Quality: 4 out of 5
Trip-O-Meter: 3.75 out of 5
Gary Lewis was the leader of the Playboys, a group I have to admit I know absolutely nothing about, but it's clear from this LP that the man knew how to make some great sunshine pop on his solo outing. Lewis' voice belongs to the A-list, the musical side of the songwriting is generally top notch, and the better tracks here rival the work of Curt Boettcher or the Beach Boys. I'm sure it doesn't hurt that the legendary Jack Nitzsche was on hand for the arrangements. That rarefied late 60's L.A. pop-psych production sheen is on full display here as well. It's a shame this album didn't share the charts with folks such as the Mamas and the Papas or Spanky and Our Gang - the chops are certainly present and I'd be willing to say that this is a stronger album than those groups typically managed.
There are many fine tracks present here.
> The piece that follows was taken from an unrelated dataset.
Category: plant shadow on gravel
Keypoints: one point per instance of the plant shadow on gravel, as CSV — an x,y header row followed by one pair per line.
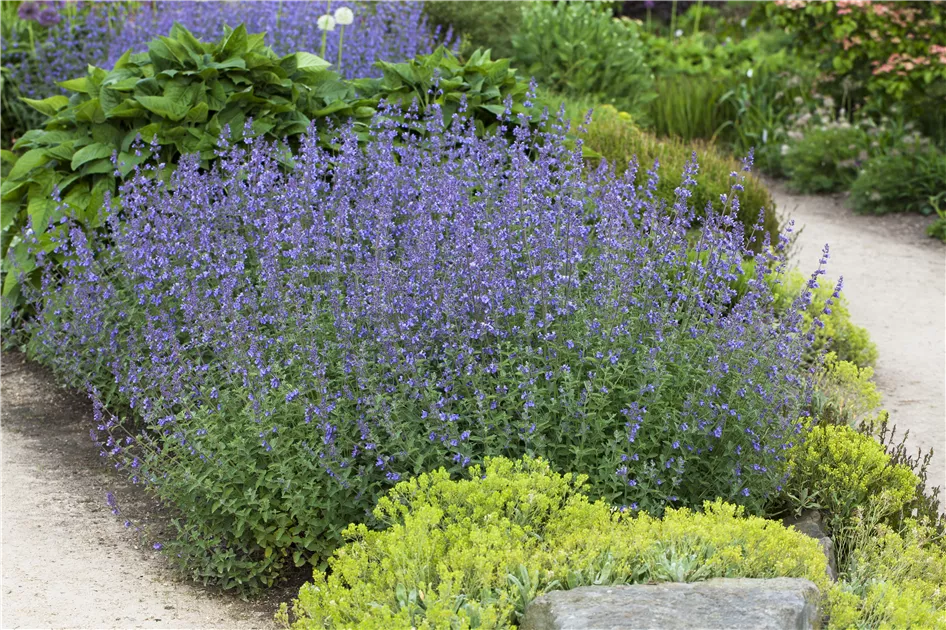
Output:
x,y
55,421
A few of my favorites are the opening widescreen pop blast of "Jill," "Look Here Comes the Sun," which managed to rip off the Beatles' title before the Beatles had even written their Abbey Road song, and "Angel on the Corner," which could have fit perfectly onto one of the Beach Boys' late 60's LPs. There's an early attempt at country rock with "Reason to Believe," and a bit of a doo wop vibe on "Young and Carefree." Only the bubblegummy "Happiness" comes across as particularly annoying, and the production sheen almost makes me want to give it a 'get out of jail free' card.
I don't typically see this album trumpeted as an A-list sunshine pop LP, but it really is one of the better ones I've come across. Be prepared for an overdose of happy vibes, but that's almost always a prerequisite for this sort of album anyway. Truly I say unto you... Listen!